URL blocked in robots.txt reported in WMT as having dup title/desc

Forum Moderators: Robert Charlton & goodroi

Message Too Old, No Replies

URL blocked in robots.txt reported in WMT as having dup title/desc

aakk9999

7:29 pm on Apr 26, 2009 (gmt 0)

I have few URLs that are blocked via robots.txt, however, Google still reports duplicate titles and descriptions for these URLs. I would imagine that blocking URL through robots.txt should avoid these issues?

Likewise, I have two identical pages, one has URL with lang=en parameter and one without (neither blocked by robots.txt).

I have put canonical tag on pages with lang=en to point to the URL without lang=en parameter, however WMT still reports these two pages as having duplicate titles / descriptions.

I would imagine that

a) if a page is blocked in robots.txt, it should not report duplicate title / description in WMT?

b) if a page has canonical tag implemented, it should not come as duplicate title/description with the page the canonical tag points to?

I have verified that the pages ARE blocked in robots.txt and they are also listed under "pages blocked by robots.txt in WMT.

Or is my understanding wrong?

tedster

9:41 pm on Apr 26, 2009 (gmt 0)

The only way the title and meta description can be discovered is if the page gets spidered at least once, and that shouldn't happen if it's disallowed in robots.txt.
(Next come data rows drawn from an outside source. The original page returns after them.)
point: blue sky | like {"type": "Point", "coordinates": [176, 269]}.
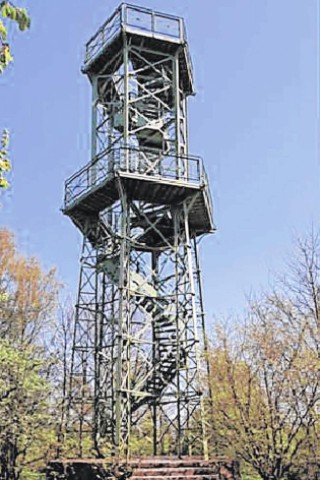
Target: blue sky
{"type": "Point", "coordinates": [254, 120]}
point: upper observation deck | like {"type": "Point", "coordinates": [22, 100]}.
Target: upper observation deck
{"type": "Point", "coordinates": [147, 176]}
{"type": "Point", "coordinates": [157, 32]}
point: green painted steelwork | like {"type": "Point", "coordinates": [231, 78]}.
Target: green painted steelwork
{"type": "Point", "coordinates": [141, 203]}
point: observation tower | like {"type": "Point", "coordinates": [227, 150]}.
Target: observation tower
{"type": "Point", "coordinates": [141, 204]}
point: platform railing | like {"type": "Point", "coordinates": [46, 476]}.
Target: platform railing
{"type": "Point", "coordinates": [136, 163]}
{"type": "Point", "coordinates": [135, 20]}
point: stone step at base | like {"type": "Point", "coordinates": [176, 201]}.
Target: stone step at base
{"type": "Point", "coordinates": [177, 477]}
{"type": "Point", "coordinates": [169, 472]}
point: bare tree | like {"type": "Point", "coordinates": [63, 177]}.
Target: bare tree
{"type": "Point", "coordinates": [265, 380]}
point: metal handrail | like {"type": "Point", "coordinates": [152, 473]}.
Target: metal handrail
{"type": "Point", "coordinates": [119, 19]}
{"type": "Point", "coordinates": [139, 162]}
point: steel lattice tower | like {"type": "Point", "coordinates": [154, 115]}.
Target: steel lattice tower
{"type": "Point", "coordinates": [141, 204]}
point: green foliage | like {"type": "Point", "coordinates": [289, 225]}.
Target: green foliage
{"type": "Point", "coordinates": [24, 417]}
{"type": "Point", "coordinates": [9, 12]}
{"type": "Point", "coordinates": [5, 164]}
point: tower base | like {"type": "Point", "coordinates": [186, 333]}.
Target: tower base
{"type": "Point", "coordinates": [145, 468]}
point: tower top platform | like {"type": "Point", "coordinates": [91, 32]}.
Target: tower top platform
{"type": "Point", "coordinates": [156, 31]}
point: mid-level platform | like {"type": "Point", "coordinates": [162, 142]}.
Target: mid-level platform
{"type": "Point", "coordinates": [144, 175]}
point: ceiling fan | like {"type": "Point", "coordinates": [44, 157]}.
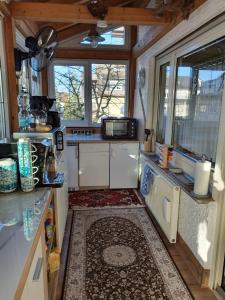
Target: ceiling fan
{"type": "Point", "coordinates": [94, 38]}
{"type": "Point", "coordinates": [41, 49]}
{"type": "Point", "coordinates": [99, 10]}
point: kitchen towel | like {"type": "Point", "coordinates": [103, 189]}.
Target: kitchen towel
{"type": "Point", "coordinates": [147, 180]}
{"type": "Point", "coordinates": [202, 175]}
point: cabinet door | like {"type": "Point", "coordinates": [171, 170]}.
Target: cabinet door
{"type": "Point", "coordinates": [72, 167]}
{"type": "Point", "coordinates": [124, 165]}
{"type": "Point", "coordinates": [94, 165]}
{"type": "Point", "coordinates": [35, 286]}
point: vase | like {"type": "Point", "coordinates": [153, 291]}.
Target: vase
{"type": "Point", "coordinates": [8, 175]}
{"type": "Point", "coordinates": [26, 168]}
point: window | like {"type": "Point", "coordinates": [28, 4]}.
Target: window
{"type": "Point", "coordinates": [88, 91]}
{"type": "Point", "coordinates": [108, 91]}
{"type": "Point", "coordinates": [114, 37]}
{"type": "Point", "coordinates": [4, 122]}
{"type": "Point", "coordinates": [163, 102]}
{"type": "Point", "coordinates": [2, 111]}
{"type": "Point", "coordinates": [198, 100]}
{"type": "Point", "coordinates": [69, 91]}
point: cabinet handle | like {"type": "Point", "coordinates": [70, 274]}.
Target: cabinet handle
{"type": "Point", "coordinates": [38, 268]}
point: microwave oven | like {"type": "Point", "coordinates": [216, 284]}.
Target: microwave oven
{"type": "Point", "coordinates": [119, 128]}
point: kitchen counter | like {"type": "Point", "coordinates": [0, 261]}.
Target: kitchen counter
{"type": "Point", "coordinates": [21, 217]}
{"type": "Point", "coordinates": [93, 139]}
{"type": "Point", "coordinates": [176, 179]}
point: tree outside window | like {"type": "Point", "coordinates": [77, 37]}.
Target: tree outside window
{"type": "Point", "coordinates": [107, 90]}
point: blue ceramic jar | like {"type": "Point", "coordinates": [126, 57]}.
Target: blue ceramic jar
{"type": "Point", "coordinates": [8, 175]}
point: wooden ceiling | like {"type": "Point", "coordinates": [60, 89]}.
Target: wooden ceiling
{"type": "Point", "coordinates": [65, 24]}
{"type": "Point", "coordinates": [71, 18]}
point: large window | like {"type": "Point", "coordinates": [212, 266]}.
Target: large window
{"type": "Point", "coordinates": [108, 91]}
{"type": "Point", "coordinates": [198, 99]}
{"type": "Point", "coordinates": [2, 110]}
{"type": "Point", "coordinates": [70, 92]}
{"type": "Point", "coordinates": [163, 102]}
{"type": "Point", "coordinates": [190, 91]}
{"type": "Point", "coordinates": [4, 126]}
{"type": "Point", "coordinates": [88, 91]}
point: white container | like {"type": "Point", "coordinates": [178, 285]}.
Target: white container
{"type": "Point", "coordinates": [202, 176]}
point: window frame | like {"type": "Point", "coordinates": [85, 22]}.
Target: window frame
{"type": "Point", "coordinates": [88, 92]}
{"type": "Point", "coordinates": [195, 43]}
{"type": "Point", "coordinates": [5, 112]}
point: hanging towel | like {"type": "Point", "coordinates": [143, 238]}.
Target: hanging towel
{"type": "Point", "coordinates": [147, 180]}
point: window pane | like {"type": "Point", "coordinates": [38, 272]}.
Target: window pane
{"type": "Point", "coordinates": [69, 91]}
{"type": "Point", "coordinates": [108, 91]}
{"type": "Point", "coordinates": [163, 103]}
{"type": "Point", "coordinates": [2, 115]}
{"type": "Point", "coordinates": [198, 98]}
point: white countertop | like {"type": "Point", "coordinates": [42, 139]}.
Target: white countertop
{"type": "Point", "coordinates": [17, 235]}
{"type": "Point", "coordinates": [93, 138]}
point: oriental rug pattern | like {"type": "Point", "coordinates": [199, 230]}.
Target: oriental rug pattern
{"type": "Point", "coordinates": [117, 254]}
{"type": "Point", "coordinates": [104, 199]}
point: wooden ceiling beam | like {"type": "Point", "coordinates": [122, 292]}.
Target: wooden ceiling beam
{"type": "Point", "coordinates": [26, 28]}
{"type": "Point", "coordinates": [80, 14]}
{"type": "Point", "coordinates": [92, 54]}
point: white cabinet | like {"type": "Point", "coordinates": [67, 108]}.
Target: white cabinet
{"type": "Point", "coordinates": [124, 162]}
{"type": "Point", "coordinates": [94, 165]}
{"type": "Point", "coordinates": [62, 200]}
{"type": "Point", "coordinates": [72, 166]}
{"type": "Point", "coordinates": [35, 284]}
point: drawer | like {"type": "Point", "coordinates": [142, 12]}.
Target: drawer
{"type": "Point", "coordinates": [93, 147]}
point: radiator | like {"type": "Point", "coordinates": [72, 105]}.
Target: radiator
{"type": "Point", "coordinates": [163, 202]}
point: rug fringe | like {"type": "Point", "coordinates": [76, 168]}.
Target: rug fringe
{"type": "Point", "coordinates": [106, 207]}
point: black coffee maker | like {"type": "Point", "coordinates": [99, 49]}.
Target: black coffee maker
{"type": "Point", "coordinates": [43, 104]}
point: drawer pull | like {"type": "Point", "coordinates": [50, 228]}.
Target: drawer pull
{"type": "Point", "coordinates": [38, 268]}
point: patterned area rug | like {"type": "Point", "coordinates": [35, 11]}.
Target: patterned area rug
{"type": "Point", "coordinates": [117, 254]}
{"type": "Point", "coordinates": [104, 199]}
A couple thoughts:

* Was that url always in robots.txt from the time it first went live, or did you add it to robots.txt a bit later?

* Have you validated the syntax of your robots.txt file?

But if the url is no longer allowed, then whatever kind of loose information is being reported in the WMT pages, there should be nop effect on the ranking of your allowed pages. Yes, you're right about the canoncial tag - it's clearly no worry even if the WNT reports duplicates across several urls with the same canonical tag.

[edited by: tedster at 9:55 pm (utc) on April 26, 2009]

aakk9999

9:50 pm on Apr 26, 2009 (gmt 0)

The page is a new page. So I have firstly uploaded changed robots.txt which had that new page excluded, and then uploaded the page. Mind you, this has been all done the same day - maybe I should have waited and checked WMT to see if Google has picked up the new robots.txt before uploading the page itself?

I guess all I can do now is wait and see if duplicate title / descriptions disappear from content analysis after some time has passed.

BTW, I have verified robots.txt (I used a tool in WMT and it confirmed the URL is excluded via robots.txt) and even more, the page itself appears as an entry under "Pages disallowed by robots.txt" in the WMT overview, so obviously, Google has picked up the info that this page should not have been crawled!

tedster

9:57 pm on Apr 26, 2009 (gmt 0)

Google does not check robots.txt before every url request, but it does check frequently. At any rate, with the url now blocked you can request its removal from the index and that should end the issue for you.

[edited by: tedster at 11:44 pm (utc) on April 26, 2009]

g1smd

11:38 pm on Apr 26, 2009 (gmt 0)

Wait at least a week, maybe two, before WMT will show the correct status for the URL in question.

aakk9999

6:17 am on Apr 27, 2009 (gmt 0)

Thanks on reply to both of you. I will wait and see what happems.